Fearful that the controversy over Upakit and Tun Min Latt could represent a political liability ahead of the elections, Prime Minister Prayuth Chan-o-cha and his allies have gone on the attack against Rangsiman. 

Prayuth has denied helping Upakit or intervening to halt the investigation. 

But Upakit and the other 249 senators play a key role in electing the Thai prime minister. Prayuth, who has been trailing in recent voter polls, needs their full support. Upakit also owns the building where Prayuth’s United Thai Nation Party headquarters are housed.

Now Rangsiman from the political opposition is in legal jeopardy for failing to respond to two police summonses following the defamation charges, despite his constitutional immunity – fueling suspicions of a politically motivated charge to silence the Move Forward Party spokesman ahead of the elections. 

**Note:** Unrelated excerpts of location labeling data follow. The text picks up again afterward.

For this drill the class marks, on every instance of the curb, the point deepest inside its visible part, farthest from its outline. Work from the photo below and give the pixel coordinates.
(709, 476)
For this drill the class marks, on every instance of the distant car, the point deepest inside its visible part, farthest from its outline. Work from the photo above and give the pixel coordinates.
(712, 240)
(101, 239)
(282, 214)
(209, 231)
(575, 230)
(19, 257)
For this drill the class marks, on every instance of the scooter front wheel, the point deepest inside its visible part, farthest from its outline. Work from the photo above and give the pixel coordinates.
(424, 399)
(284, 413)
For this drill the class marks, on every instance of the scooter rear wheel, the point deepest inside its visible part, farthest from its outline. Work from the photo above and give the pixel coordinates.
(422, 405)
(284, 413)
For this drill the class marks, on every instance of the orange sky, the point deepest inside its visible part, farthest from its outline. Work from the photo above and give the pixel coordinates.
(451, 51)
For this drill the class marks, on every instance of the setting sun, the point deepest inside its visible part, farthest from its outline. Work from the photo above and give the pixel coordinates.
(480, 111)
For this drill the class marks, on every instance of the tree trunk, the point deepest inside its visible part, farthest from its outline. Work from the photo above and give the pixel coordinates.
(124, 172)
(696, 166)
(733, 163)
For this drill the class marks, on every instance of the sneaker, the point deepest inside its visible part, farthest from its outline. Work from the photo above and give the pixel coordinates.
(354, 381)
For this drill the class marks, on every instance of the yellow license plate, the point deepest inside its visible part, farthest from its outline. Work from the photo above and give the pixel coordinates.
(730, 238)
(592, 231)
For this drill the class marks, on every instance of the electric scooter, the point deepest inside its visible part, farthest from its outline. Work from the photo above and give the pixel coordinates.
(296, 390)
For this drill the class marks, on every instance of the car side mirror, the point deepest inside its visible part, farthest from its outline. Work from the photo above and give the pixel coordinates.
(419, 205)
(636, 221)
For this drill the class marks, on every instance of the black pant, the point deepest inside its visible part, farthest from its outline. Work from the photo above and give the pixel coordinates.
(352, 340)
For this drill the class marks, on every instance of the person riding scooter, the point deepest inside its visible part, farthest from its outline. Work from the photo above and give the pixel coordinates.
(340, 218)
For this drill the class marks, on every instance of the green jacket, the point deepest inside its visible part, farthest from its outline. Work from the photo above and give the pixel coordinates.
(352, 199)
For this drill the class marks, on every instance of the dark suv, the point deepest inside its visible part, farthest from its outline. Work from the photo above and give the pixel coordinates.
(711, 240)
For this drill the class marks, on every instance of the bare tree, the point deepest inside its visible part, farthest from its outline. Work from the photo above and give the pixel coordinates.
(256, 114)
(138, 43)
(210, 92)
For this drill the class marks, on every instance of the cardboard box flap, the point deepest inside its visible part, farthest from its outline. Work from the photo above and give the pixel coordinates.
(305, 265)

Meanwhile, the State Administrative Council, as Myanmar’s junta is officially known, is expected to push for Tun Min Latt’s release – so he can be deported and return to enriching the SAC, their family members, and brokering arms for the junta. 

The government of Prayuth is widely seen as sympathetic to the junta. Prayuth himself took power in a coup in 2014 before cementing his control through the kind of flawed political process that Myanmar’s military would like to emulate. 

All this leaves Thailand’s legal system in the dock. If Upakit is not investigated, which appears likely, it will reinforce the impression that it’s business as usual between Thailand’s military-backed elites and their counterparts in Myanmar. 

Zachary Abuza is a professor at the National War College in Washington and an adjunct at Georgetown University. The views expressed here are his own and do not reflect the position of the U.S. Department of Defense, the National War College, Georgetown University or BenarNews.